Dans la petite ville perdue de Nottingham, coincée entre terre et mer, l'arrivée d'une jeune fille avait fait émoi, elle s'appelait Aurore, peu importe son nom de famille. Sa beauté faisait ravage, elle était venue en tant qu'infirmière. Veuve d'un vieux médecin riche elle s'était fait bâtir sur le flanc le plus élevé de la colline, une villa, une villa blanche décorée de pierres rouges à qui elle avait donné son nom, villa qui se voyait même à l'opposé du bourg, dominant de son ombre la ville. Elle avait attiré les regards des hommes de la ville, et elle avait jeté son dévolu sur un incapable portant le nom d'Hector Snicket, qui avait fait fortune dans les tondeuses à gazon. Il venait de gagner les élections municipales. Avare et rancunier, il ne semblait pas avoir une personnalité qui pouvait l'intéresser. A cette époque, je pensais qu'en raison de mon simple statut d'employé, dans une entreprise électronique, elle ne me remarquerait pas. Je n'avais pas tort.Deux fois j'étais passé chez elle pour un problème électrique. Jamais elle n'avait posé les yeux sur moi, ne serait-ce avec une note dans les yeux qui pourraient me dire que ses sentiments étaient aussi réciproques. Elle me regardait tel un moins que rien. Au fur et à mesure j'avais fini par m'y habituer, nourrissant une haine profonde envers elle, mélange de colère et d'admiration. Je rentrais dans ma maison perdue dans le côté nord de la ville, où les bâtisses et leurs habitants étaient tous aussi pauvres. Je vivais dans une maison décrépie, où ma mère et moi habitions depuis mon enfance. Elle était morte à force de trop boire au goulot de la bouteille. Une mauvaise habitude qu'elle avait prise depuis que mon père nous avait quitté pour une autre. Depuis maintenant vingt-deux ans.

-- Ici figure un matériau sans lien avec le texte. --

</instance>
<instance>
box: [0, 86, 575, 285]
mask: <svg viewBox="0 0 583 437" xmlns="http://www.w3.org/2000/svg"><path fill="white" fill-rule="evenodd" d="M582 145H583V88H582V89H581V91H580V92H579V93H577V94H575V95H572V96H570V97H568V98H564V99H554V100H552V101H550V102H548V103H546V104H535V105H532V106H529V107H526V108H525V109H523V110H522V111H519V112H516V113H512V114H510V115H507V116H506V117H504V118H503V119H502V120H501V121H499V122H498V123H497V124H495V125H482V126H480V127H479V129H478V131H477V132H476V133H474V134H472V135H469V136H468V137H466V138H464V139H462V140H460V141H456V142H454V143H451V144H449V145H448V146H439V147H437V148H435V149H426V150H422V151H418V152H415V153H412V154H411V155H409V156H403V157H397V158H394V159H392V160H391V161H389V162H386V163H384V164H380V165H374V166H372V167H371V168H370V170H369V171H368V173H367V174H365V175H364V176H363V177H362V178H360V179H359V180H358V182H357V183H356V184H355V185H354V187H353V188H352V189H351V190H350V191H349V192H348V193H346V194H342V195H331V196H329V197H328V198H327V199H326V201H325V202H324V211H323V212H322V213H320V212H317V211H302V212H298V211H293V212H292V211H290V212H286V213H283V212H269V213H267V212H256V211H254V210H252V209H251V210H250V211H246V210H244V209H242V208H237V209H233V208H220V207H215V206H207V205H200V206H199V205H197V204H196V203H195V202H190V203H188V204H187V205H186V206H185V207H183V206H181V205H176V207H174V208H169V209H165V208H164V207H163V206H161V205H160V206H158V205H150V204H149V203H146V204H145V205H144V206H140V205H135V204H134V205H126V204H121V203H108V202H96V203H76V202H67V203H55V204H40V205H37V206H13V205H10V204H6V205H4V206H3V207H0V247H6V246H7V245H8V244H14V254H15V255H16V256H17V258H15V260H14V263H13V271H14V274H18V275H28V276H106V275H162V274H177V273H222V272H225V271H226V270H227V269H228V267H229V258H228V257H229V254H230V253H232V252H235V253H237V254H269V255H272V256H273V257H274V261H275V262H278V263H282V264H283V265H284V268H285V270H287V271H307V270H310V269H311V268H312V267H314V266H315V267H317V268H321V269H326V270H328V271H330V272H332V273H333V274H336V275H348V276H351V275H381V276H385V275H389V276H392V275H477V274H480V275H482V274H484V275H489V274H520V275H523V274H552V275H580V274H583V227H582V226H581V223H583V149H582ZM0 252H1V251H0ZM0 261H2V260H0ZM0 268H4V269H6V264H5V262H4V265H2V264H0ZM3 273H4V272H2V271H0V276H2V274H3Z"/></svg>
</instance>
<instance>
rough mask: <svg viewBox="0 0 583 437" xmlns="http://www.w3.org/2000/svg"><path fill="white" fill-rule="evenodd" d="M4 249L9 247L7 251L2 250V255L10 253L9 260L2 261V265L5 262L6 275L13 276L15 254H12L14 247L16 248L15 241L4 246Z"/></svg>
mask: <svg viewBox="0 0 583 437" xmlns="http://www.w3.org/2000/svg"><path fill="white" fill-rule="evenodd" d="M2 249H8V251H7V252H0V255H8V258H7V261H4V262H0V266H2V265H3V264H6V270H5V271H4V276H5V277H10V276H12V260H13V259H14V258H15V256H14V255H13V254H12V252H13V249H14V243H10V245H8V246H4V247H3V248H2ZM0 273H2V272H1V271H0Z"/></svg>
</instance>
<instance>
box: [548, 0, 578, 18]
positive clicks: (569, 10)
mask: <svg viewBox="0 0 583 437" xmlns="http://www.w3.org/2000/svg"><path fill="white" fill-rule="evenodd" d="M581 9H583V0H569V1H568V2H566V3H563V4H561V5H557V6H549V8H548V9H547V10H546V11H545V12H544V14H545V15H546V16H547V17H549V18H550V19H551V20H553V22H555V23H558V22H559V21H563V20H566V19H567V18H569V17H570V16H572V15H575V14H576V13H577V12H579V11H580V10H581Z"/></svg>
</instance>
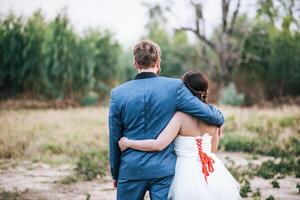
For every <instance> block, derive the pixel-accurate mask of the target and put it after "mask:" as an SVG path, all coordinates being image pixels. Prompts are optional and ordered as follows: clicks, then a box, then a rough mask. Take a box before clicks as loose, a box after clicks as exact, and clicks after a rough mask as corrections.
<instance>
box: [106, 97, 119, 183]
mask: <svg viewBox="0 0 300 200" xmlns="http://www.w3.org/2000/svg"><path fill="white" fill-rule="evenodd" d="M121 137H122V121H121V116H120V112H119V111H118V109H117V102H116V99H115V98H114V96H113V93H111V99H110V106H109V161H110V167H111V173H112V177H113V179H115V180H117V179H118V173H119V167H120V159H121V151H120V148H119V145H118V141H119V139H120V138H121Z"/></svg>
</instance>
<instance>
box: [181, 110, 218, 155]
mask: <svg viewBox="0 0 300 200" xmlns="http://www.w3.org/2000/svg"><path fill="white" fill-rule="evenodd" d="M176 115H177V116H176V117H178V118H179V119H180V123H181V124H180V130H179V133H178V135H181V136H188V137H197V136H202V135H204V134H205V133H208V134H209V135H211V136H212V137H213V138H212V141H211V143H212V151H213V152H215V151H217V148H218V143H219V134H218V132H219V131H218V127H216V126H214V125H210V124H207V123H206V122H203V121H200V120H199V119H197V118H195V117H192V116H191V115H188V114H185V113H182V112H176Z"/></svg>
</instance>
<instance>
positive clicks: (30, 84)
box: [18, 11, 47, 94]
mask: <svg viewBox="0 0 300 200" xmlns="http://www.w3.org/2000/svg"><path fill="white" fill-rule="evenodd" d="M46 31H47V24H46V22H45V21H44V18H43V16H42V14H41V11H37V12H35V13H34V14H33V15H32V16H31V17H30V18H29V19H28V20H27V22H26V25H25V27H24V49H23V56H24V60H23V67H22V71H21V74H20V75H19V77H18V78H19V79H20V80H22V87H23V91H24V92H30V93H31V94H37V93H43V91H44V89H45V87H46V84H47V83H46V81H47V75H46V68H45V65H44V64H45V63H44V59H45V57H44V54H43V47H44V42H45V39H46V38H45V36H46Z"/></svg>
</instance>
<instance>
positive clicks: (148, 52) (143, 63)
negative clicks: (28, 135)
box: [133, 40, 160, 69]
mask: <svg viewBox="0 0 300 200" xmlns="http://www.w3.org/2000/svg"><path fill="white" fill-rule="evenodd" d="M133 54H134V60H135V62H136V63H137V64H138V65H139V67H140V68H142V69H149V68H151V67H154V66H155V63H156V62H157V61H158V59H160V48H159V46H158V45H157V44H156V43H155V42H153V41H151V40H142V41H140V42H139V43H138V44H137V45H135V47H134V50H133Z"/></svg>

Je déposai mes vêtements imprimés avec le logo de mon entreprise, enfilai une veste et partis au magasin de bricolage le plus proche. J'hésitai pendant un instant au rayon des marteaux, puis me dirigeai vers les cordes, cordes de pèches, cordes plus ou moins grosses,. Je sélectionnai une corde assez grosse, difficile à couper, j'en achetai trois mètres. En sortant du magasin avec mon achat sous le bras je décidai de passer en vitesse à la pharmacie avant de prendre une pizza chez le traiteur du coin. Je déposai mes sacs dans l'entrée, allumai la télé et descendis au sous-sol, mon espace. Je vidai les plans de travail et m'activai à allumer les lumières. Je remontai récupérer ce que j'avais acheté plus tôt dans la journée. Ces imbéciles de voisins me croyaient assez mou pour regarder la télé jusqu'à vingt-trois heures. Non, je préparais quelque chose de bien mieux. Cette idée me trottait dans la tête depuis plusieurs mois déjà. Lorsque j'eus tout terminé, je montai à la cuisine, éteignis la télé et pris une douche avant de m'endormir comme une masse. Le lendemain je me réveillai doucement, m'habillai et pris la voiture de location que j'avais louée en début de semaine auprès de l'entreprise et me rendis en ville. Il me fallut plusieurs minutes avant de me rendre à la villa, je sonnai au-devant des grilles, puis me présentai à la voix grésillante de l'interphone, annonçant qu'on m'avait appelé plus tôt dans la matinée pour un problème électrique. Quand le problème fut réglé je ressortis avec mon énorme sac qui contenait mes objets de bricolage, un plus lourd que d'habitude ; je le balançai dans le coffre, et partis laissant derrière moi une villa, moins imposante que ce qu'il me semblait dans mon imagination. Je mis un morceau de jazz à fond couvrant les bruits du coffre, ouvrant la fenêtre, et profitant du soleil radieux de cette journée, en sortant de la ville je pris la route nationale.
Tandis que j'entrais dans la foule des voitures et des camions, entre les hauts murs des immeubles, il me semblait que j'entendais très loin les cris sauvage des hommes de mains de la ville, qui étaient en train de faire tomber l'une après l'autre les portes de la villa Aurore.